The Council of Europe’s Commissioner for Human Rights recently criticised the UK's privatised social care model for failing the most vulnerable, which was reported with unusual forthrightness in The Telegraph. The government cannot continue to ignore social care and treat it as purely a problem for local councils. Major reform and investment are needed. As a society we need to face up to old age and give the elderly the care and dignity that they deserve. This is not a party political issue and there is no question of whether we can afford to care for our older generations. It is our fundamental responsibility as a society to do so.

I love my Grandfather and have so much to be grateful to him for. He helped to instill in me a social conscience and awareness of the importance of learning from history. He deserves so much better than his current situation and it makes me very angry that there's little I can do to improve it. Even if a care home place does finally turn up for him, it's incredibly worrying to think that he might get poor care or that the home could go bankrupt. At least my Grandfather has a wife, children, and grandchildren who love him very much and are doing our best to get him what he needs. I hardly dare think of how frail elderly people with distant or disinterested relatives, or no-one at all, cope with the current system.

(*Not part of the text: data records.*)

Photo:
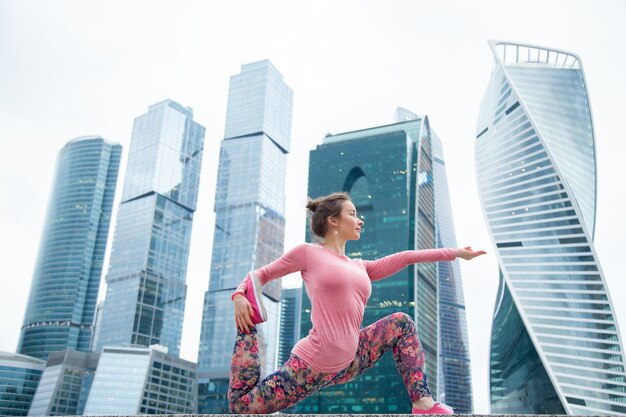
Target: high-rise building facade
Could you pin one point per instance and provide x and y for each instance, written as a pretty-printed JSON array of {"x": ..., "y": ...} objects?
[
  {"x": 556, "y": 346},
  {"x": 290, "y": 308},
  {"x": 64, "y": 290},
  {"x": 455, "y": 377},
  {"x": 19, "y": 377},
  {"x": 65, "y": 384},
  {"x": 249, "y": 223},
  {"x": 388, "y": 171},
  {"x": 132, "y": 380},
  {"x": 146, "y": 289}
]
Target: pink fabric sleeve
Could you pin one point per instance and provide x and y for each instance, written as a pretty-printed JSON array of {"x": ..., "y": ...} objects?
[
  {"x": 389, "y": 265},
  {"x": 292, "y": 261}
]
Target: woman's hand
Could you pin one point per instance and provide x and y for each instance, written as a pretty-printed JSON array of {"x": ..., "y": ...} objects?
[
  {"x": 243, "y": 313},
  {"x": 468, "y": 253}
]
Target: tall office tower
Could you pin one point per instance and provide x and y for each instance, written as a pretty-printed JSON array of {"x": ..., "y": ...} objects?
[
  {"x": 290, "y": 308},
  {"x": 249, "y": 223},
  {"x": 19, "y": 377},
  {"x": 556, "y": 346},
  {"x": 146, "y": 288},
  {"x": 388, "y": 171},
  {"x": 455, "y": 377},
  {"x": 65, "y": 384},
  {"x": 62, "y": 302},
  {"x": 132, "y": 380}
]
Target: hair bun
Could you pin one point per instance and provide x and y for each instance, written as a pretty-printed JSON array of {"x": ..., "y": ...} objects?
[{"x": 312, "y": 205}]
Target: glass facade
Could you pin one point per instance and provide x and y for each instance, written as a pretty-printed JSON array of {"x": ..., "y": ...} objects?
[
  {"x": 556, "y": 346},
  {"x": 64, "y": 290},
  {"x": 455, "y": 378},
  {"x": 290, "y": 309},
  {"x": 19, "y": 377},
  {"x": 65, "y": 384},
  {"x": 146, "y": 287},
  {"x": 142, "y": 381},
  {"x": 249, "y": 223},
  {"x": 388, "y": 172}
]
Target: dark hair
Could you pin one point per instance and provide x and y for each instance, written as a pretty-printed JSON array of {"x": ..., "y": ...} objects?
[{"x": 324, "y": 207}]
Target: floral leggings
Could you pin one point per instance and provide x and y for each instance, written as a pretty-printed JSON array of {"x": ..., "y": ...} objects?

National action is needed now to save social care from collapse, but I fear that the current government will continue to put austerity first. The Coalition insists that cutting public spending is their absolute priority. I disagree with this for many reasons, but what it really boils down to is that I think human rights are more important than the mirage of What Is Best For The Economy. Comfort and dignity in the last years of your life are rights, not products. In a country as rich as the UK this should go without saying. My Grandfather and his generation were my age when the government brought the welfare state into being. He worked throughout his life with the belief that the government would take care of him in his old age if he needed it. It's despicable to take away that safety net now that he does need it and no longer has the ability to fight for it. Those of us who can stand up for the right of the elderly to be cared for must do so. Not just for those who need it now, but to secure our own future wellbeing.